The restaurant has temporary seasonal offerings such as a chocolate pizza, served on a board shaped like Kirby inhaling, that was added to the restaurant's winter menu on January 15, 2021, and was served until February 28. For its "Sweet New Year 2021" celebration the Kirby Café added a "hamburger" to its menu consisting of a slice of strawberry standing in for the tomato and a dollop of chocolate mousse for the patty.

Kirby Café also sells merchandise, both inside the restaurants themselves and through external gift shops. Items sold include magnets, mugs, neck pillows, postcards, kitchenware, and tote bags featuring the series characters. The gift shops do not require a reservation to visit.
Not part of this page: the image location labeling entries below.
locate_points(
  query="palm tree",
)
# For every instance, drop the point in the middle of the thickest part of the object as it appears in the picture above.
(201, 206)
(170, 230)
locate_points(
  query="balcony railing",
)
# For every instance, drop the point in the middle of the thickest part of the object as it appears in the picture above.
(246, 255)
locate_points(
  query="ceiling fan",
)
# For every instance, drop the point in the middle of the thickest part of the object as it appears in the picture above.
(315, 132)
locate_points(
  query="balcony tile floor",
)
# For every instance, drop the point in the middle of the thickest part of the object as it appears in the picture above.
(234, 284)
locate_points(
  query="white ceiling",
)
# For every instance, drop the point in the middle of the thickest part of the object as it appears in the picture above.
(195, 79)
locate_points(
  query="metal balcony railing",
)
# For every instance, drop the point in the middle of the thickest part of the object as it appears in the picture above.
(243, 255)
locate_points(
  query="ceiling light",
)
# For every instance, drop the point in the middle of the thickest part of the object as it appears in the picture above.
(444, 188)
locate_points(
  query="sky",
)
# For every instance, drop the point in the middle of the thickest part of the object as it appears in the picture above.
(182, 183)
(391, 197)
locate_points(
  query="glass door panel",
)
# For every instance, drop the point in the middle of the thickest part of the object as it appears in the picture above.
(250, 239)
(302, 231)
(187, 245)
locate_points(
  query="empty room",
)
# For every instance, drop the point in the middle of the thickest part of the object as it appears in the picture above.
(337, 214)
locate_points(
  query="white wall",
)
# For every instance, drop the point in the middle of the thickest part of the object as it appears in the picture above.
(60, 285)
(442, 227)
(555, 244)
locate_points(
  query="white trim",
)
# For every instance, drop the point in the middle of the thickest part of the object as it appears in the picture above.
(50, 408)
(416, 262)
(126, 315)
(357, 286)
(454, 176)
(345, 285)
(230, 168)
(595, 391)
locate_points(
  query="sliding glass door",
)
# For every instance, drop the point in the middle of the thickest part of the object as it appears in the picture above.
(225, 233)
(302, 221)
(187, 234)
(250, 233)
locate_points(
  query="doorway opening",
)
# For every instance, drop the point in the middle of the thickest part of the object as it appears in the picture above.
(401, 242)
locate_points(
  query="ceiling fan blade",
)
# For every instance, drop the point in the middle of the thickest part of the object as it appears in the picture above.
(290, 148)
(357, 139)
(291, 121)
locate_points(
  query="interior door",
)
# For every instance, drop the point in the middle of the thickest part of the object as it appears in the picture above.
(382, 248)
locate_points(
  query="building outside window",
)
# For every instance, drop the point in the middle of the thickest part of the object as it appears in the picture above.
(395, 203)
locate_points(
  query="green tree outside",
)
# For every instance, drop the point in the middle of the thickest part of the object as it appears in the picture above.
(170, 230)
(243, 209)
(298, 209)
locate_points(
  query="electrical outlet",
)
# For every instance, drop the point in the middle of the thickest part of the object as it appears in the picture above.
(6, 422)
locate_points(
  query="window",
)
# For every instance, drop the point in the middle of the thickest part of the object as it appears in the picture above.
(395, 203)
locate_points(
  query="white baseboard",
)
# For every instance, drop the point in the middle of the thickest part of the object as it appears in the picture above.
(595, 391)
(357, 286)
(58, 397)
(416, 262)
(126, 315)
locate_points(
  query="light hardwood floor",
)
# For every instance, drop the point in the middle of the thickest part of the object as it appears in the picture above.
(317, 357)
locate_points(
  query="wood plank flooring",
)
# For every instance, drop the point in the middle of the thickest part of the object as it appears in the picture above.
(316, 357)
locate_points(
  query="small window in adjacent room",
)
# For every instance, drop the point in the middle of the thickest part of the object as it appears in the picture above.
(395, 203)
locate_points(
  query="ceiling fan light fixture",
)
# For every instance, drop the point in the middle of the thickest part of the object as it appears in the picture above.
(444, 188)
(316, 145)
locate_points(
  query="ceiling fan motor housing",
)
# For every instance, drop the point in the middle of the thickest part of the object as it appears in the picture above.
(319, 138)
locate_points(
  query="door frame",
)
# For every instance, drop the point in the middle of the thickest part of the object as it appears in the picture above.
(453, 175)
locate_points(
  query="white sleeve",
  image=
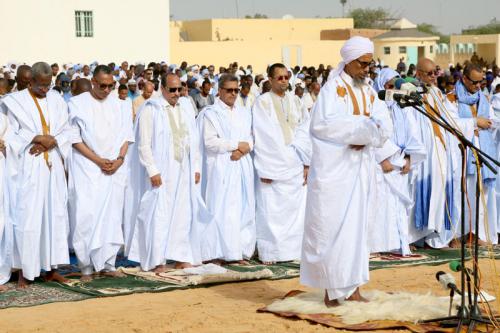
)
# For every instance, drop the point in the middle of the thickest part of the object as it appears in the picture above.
(145, 138)
(213, 143)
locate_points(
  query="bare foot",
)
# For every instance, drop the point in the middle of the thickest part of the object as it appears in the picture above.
(22, 283)
(160, 269)
(330, 303)
(182, 265)
(455, 243)
(113, 274)
(356, 297)
(56, 277)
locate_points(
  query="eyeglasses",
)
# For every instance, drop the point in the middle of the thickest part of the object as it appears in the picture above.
(174, 89)
(472, 81)
(282, 78)
(103, 86)
(363, 64)
(232, 90)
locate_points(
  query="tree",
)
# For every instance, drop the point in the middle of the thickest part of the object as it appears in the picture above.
(368, 18)
(491, 28)
(258, 16)
(432, 30)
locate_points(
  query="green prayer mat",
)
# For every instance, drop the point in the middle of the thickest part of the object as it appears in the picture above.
(48, 292)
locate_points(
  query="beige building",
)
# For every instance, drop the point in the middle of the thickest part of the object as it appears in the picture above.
(404, 41)
(81, 31)
(258, 42)
(486, 47)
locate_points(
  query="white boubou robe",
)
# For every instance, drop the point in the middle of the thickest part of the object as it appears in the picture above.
(282, 148)
(37, 194)
(389, 230)
(96, 200)
(6, 231)
(227, 186)
(342, 194)
(436, 181)
(167, 144)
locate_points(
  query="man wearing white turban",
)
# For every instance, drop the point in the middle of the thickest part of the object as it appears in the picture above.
(348, 123)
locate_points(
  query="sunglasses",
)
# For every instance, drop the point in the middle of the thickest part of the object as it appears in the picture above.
(363, 64)
(103, 86)
(232, 90)
(472, 81)
(282, 78)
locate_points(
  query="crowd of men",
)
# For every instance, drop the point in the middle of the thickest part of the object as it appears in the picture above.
(182, 165)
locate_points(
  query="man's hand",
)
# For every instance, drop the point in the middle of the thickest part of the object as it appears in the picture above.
(115, 165)
(244, 147)
(156, 180)
(37, 149)
(306, 173)
(407, 166)
(483, 123)
(47, 141)
(357, 147)
(104, 164)
(386, 166)
(236, 155)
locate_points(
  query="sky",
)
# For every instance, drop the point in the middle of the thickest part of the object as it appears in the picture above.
(449, 16)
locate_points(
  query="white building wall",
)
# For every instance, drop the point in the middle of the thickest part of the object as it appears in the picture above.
(44, 30)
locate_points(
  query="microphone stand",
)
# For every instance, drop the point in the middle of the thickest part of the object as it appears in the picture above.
(472, 315)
The music that plays within the café consists of jazz arrangements of the series' music, and was arranged by the composers who work on the Kirby video games; these soundtracks are sold at the stores as The Sound of Kirby Café, with three volumes released in August 2016, December 2019, and December 2025, respectively. Some merchandise, such as figurines, can only be purchased as part of a meal.